Production stretched over 13 months and the series was transmitted at the height of industrial action in the UK, marked by Three-Day Weeks and power shortages at the start of 1974. A sudden general election called for February 1974 resulted in the postponement of the series as it dealt with political storylines heavily featuring the Liberal Party, albeit completely fictional. The series resumed, but a second general election in October 1974 caused further transmission challenges. All this contributed to scheduling difficulties and though the series was meant to have finished in June, the final two episodes did not go out until November because of strikes at the BBC.
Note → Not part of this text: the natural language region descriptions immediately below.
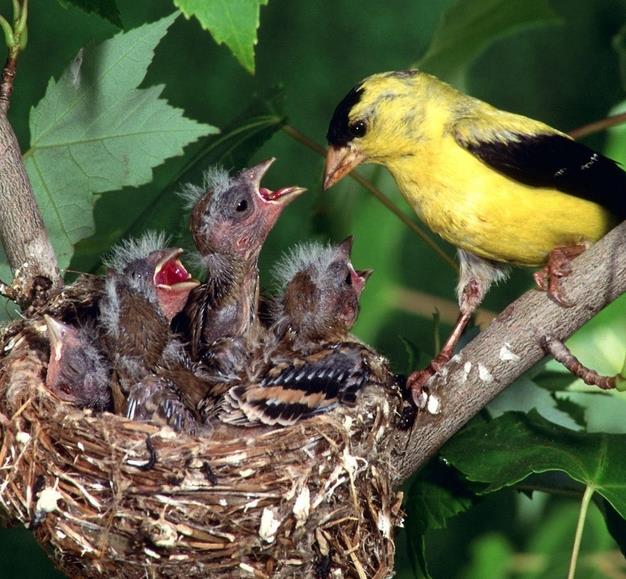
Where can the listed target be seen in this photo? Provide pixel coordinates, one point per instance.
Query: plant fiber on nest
(312, 500)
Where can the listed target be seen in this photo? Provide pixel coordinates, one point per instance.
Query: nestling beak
(255, 174)
(170, 273)
(56, 331)
(359, 279)
(339, 162)
(282, 196)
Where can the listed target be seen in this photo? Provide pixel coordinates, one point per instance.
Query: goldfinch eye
(358, 129)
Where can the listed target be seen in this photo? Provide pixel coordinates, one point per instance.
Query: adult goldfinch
(503, 188)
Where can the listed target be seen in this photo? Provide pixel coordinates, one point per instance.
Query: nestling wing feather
(301, 387)
(543, 157)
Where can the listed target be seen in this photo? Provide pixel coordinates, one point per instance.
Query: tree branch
(511, 345)
(22, 230)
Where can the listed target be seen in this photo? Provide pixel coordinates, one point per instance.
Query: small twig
(311, 144)
(597, 126)
(152, 457)
(6, 82)
(15, 37)
(22, 230)
(563, 354)
(6, 291)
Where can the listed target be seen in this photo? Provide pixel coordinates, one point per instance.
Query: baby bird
(77, 372)
(159, 398)
(309, 363)
(503, 188)
(146, 286)
(230, 219)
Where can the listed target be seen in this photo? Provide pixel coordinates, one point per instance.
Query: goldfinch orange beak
(339, 162)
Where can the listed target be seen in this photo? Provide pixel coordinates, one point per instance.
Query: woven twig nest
(111, 497)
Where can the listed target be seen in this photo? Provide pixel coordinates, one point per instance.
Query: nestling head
(76, 370)
(147, 266)
(234, 215)
(320, 290)
(378, 119)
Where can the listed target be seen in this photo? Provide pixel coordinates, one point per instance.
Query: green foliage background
(554, 60)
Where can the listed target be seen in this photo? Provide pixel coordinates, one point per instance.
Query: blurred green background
(561, 68)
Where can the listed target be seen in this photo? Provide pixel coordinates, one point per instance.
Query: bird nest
(107, 496)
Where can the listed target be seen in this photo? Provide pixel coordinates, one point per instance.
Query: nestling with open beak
(309, 363)
(77, 371)
(503, 188)
(231, 217)
(146, 286)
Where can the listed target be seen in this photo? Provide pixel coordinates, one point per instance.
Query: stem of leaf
(582, 515)
(597, 126)
(311, 144)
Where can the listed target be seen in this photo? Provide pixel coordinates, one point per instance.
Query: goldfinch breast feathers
(502, 188)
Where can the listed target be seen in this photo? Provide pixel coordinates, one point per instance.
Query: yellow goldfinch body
(492, 183)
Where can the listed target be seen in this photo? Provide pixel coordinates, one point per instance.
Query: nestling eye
(358, 129)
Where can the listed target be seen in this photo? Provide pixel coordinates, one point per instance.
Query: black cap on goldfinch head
(340, 133)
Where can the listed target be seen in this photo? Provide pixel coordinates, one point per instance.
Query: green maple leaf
(232, 22)
(95, 131)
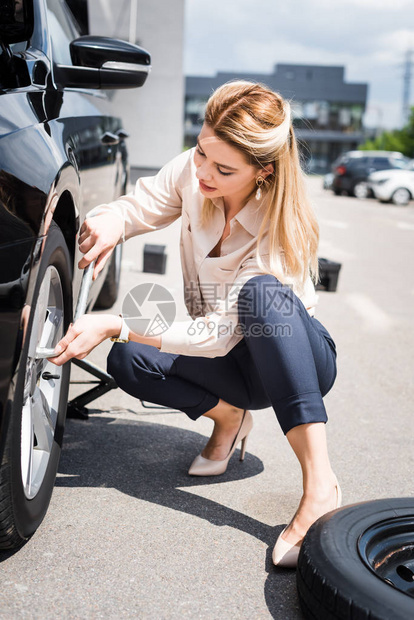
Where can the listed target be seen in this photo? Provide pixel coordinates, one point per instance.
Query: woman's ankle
(224, 413)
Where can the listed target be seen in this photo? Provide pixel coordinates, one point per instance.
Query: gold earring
(259, 183)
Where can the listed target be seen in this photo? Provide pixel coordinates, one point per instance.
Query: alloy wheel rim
(41, 393)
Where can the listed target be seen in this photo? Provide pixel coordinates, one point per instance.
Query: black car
(351, 170)
(61, 153)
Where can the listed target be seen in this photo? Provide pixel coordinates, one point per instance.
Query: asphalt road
(130, 535)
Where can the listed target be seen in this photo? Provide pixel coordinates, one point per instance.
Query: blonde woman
(248, 248)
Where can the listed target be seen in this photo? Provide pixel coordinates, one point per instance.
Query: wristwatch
(124, 335)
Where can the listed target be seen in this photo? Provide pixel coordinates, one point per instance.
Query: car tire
(361, 191)
(343, 554)
(401, 197)
(36, 408)
(110, 289)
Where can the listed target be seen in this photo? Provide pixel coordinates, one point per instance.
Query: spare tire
(357, 563)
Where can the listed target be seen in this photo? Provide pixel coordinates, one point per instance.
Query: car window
(402, 163)
(62, 30)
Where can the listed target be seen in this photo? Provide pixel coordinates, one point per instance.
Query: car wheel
(357, 563)
(37, 406)
(110, 289)
(401, 197)
(361, 191)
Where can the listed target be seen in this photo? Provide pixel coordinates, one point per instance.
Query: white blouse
(211, 284)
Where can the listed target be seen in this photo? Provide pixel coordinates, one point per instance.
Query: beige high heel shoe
(285, 554)
(207, 467)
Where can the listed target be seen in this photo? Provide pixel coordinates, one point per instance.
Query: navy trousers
(286, 359)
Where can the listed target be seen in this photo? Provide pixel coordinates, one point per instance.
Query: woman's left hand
(84, 335)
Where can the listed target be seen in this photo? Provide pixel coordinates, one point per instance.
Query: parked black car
(351, 170)
(61, 153)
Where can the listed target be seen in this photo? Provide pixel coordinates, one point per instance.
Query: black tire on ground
(21, 515)
(110, 289)
(333, 582)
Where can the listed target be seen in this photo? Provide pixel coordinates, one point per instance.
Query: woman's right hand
(98, 236)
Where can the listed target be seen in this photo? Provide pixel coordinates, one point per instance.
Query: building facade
(327, 111)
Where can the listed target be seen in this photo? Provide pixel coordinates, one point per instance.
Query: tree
(401, 140)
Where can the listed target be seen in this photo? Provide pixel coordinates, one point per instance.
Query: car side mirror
(16, 21)
(103, 62)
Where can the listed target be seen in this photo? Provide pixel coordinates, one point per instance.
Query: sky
(370, 38)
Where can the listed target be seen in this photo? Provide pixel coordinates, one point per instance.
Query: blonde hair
(257, 121)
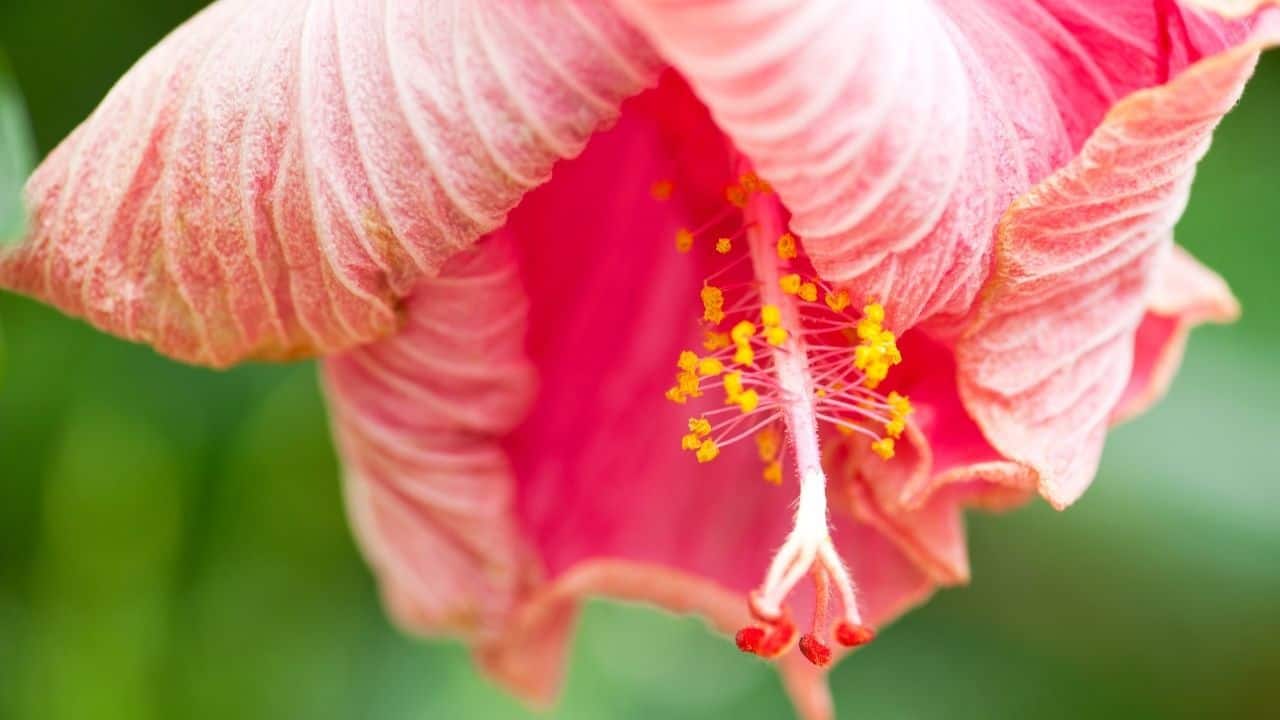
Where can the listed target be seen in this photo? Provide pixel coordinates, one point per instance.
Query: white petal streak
(275, 177)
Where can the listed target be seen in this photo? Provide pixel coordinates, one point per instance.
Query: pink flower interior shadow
(848, 269)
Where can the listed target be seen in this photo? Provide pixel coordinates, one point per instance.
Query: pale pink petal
(419, 419)
(1230, 8)
(1184, 295)
(897, 132)
(942, 465)
(273, 177)
(1050, 354)
(597, 496)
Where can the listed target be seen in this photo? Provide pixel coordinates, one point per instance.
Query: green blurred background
(173, 545)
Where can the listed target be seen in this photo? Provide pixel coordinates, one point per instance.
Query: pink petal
(419, 419)
(899, 132)
(1051, 350)
(944, 465)
(274, 177)
(1184, 294)
(597, 497)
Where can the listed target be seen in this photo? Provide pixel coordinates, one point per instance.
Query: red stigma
(778, 639)
(853, 636)
(814, 651)
(749, 639)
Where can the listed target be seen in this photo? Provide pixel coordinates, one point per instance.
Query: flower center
(794, 359)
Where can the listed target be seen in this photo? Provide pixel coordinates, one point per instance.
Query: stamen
(795, 354)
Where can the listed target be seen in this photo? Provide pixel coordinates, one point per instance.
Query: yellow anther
(790, 283)
(787, 246)
(900, 404)
(863, 356)
(716, 341)
(712, 297)
(883, 447)
(732, 387)
(772, 473)
(874, 313)
(684, 240)
(768, 443)
(688, 384)
(837, 301)
(709, 367)
(700, 427)
(895, 427)
(771, 317)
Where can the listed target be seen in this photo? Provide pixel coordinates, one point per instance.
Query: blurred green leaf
(17, 155)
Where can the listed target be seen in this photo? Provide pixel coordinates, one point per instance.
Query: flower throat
(785, 358)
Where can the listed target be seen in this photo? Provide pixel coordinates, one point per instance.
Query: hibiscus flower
(839, 270)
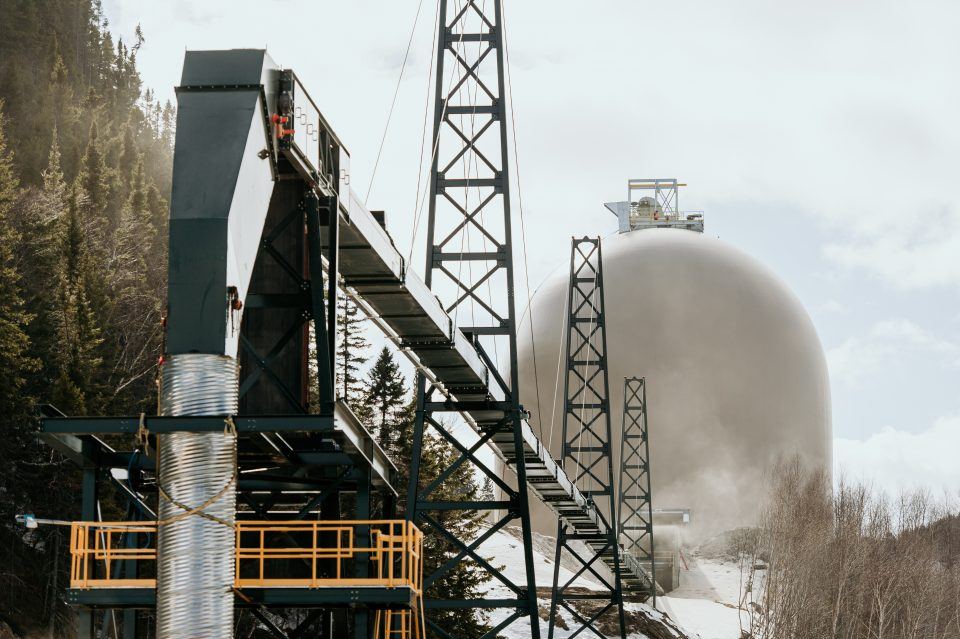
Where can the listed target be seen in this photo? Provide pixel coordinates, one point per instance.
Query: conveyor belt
(371, 265)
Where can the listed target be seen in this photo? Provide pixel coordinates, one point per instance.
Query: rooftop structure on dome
(659, 210)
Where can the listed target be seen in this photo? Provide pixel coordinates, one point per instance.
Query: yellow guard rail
(386, 553)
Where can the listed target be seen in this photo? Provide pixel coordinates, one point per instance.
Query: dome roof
(736, 376)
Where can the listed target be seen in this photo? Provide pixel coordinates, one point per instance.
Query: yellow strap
(229, 428)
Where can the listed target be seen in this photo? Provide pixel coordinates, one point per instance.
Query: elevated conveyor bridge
(264, 229)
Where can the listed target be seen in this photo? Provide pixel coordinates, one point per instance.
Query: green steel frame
(470, 135)
(587, 457)
(309, 466)
(635, 522)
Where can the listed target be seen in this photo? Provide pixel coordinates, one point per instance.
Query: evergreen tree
(352, 345)
(14, 343)
(384, 395)
(77, 388)
(466, 580)
(93, 176)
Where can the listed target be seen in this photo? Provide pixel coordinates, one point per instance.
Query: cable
(393, 103)
(523, 224)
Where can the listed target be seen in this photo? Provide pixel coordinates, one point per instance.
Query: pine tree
(352, 345)
(93, 176)
(466, 580)
(78, 387)
(40, 218)
(14, 343)
(384, 395)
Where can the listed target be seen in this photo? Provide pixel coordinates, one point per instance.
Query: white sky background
(822, 137)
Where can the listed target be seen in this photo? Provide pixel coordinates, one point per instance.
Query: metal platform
(401, 597)
(72, 436)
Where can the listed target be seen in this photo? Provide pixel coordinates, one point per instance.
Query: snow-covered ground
(706, 601)
(506, 550)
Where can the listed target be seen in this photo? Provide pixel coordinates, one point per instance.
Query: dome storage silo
(735, 372)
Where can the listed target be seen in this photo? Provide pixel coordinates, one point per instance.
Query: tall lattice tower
(636, 506)
(587, 457)
(469, 266)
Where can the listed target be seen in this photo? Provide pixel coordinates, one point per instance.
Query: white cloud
(833, 307)
(896, 460)
(918, 254)
(886, 343)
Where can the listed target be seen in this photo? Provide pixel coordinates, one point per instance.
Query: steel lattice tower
(587, 457)
(636, 507)
(469, 266)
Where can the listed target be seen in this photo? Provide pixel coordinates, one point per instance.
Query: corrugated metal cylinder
(195, 555)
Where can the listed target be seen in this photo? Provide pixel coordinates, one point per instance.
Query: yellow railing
(95, 547)
(385, 553)
(327, 553)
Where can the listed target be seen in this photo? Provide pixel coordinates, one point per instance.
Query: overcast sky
(821, 137)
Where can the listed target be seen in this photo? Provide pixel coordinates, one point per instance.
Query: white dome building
(736, 376)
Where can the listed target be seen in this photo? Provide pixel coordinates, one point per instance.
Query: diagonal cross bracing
(587, 455)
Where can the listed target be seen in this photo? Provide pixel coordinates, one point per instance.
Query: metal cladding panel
(212, 133)
(196, 304)
(221, 191)
(227, 67)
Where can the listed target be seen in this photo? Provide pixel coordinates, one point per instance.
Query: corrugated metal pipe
(198, 500)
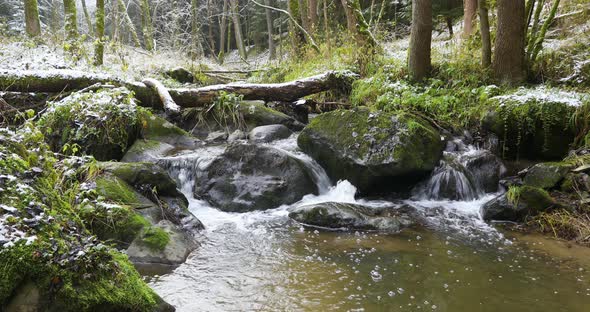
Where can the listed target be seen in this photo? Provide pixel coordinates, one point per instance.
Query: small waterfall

The series was partly financed by the American Time-Life Films and, in its first presentation in the United States, was the first weekly series of extended length to be screened on pay-television which had previously principally screened films and sport. The then new Home Box Office (HBO) paid a reported $500,000 for a one-year screening licence.

==Reception==
The series followed the dramatisation of John Galsworthy's Forsyte cycle of novels in The Forsyte Saga (1967). Both projects share the Victorian time period, the multi-generational narrative and the six-month length of the series. Some writers at the time termed it 'Son of Forsyte', although it did not have the impact of the earlier series. The series was re-edited to 22 episodes for its 1970s screenings in the United States on PBS.

Reviewing the series in The Daily Telegraph for its 2015 rebroadcast, Gerald O'Donovan wrote: "In a world where BBC drama tends to be commissioned in taste-testing dribs and drabs of three or six episodes the mere fact that this is a 26-parter seems to imbue The Pallisers with a relaxed, witty confidence that's hard to find in TV drama now". However, he concluded that "The Pallisers, for all its pleasures, is a bauble left over from more extravagant TV times." Neil Clark, in an article for The Guardian the following year, commended this costume drama as "the best of them all" when it was repeated once more. In Clark's opinion: "The Pallisers stands as a reminder of how satisfying television drama can be when writers, producers and directors concentrate on emotion instead of editing, and don't underestimate their audience."

On the other hand, Sylvia Clayton of The Daily Telegraph was not impressted with the adaptation and give it a negative review. She criticised the adaptation for departing from the tone and intentions of Anthony Trollope’s novels. She argued that the serial adopted an overly comic approach to Victorian society, which she felt distorted the characters and diminished the moral and emotional subtlety of the original books. Although she praised the production's visual design and some performances, she maintained that several scenes and characterisations were mishandled.

Seán Day-Lewis of The Daily Telegraph was also not impressed with the series and called it "not successful", noting that its production had been affected by a two‑month BBC strike that disrupted drama output.

==Impact==

In 1978, Palliser Downs Drive in Hillsborough, Auckland was named after the television series.

==DVD release==
All episodes of The Pallisers are available on DVD in Australia, the United Kingdom and North America.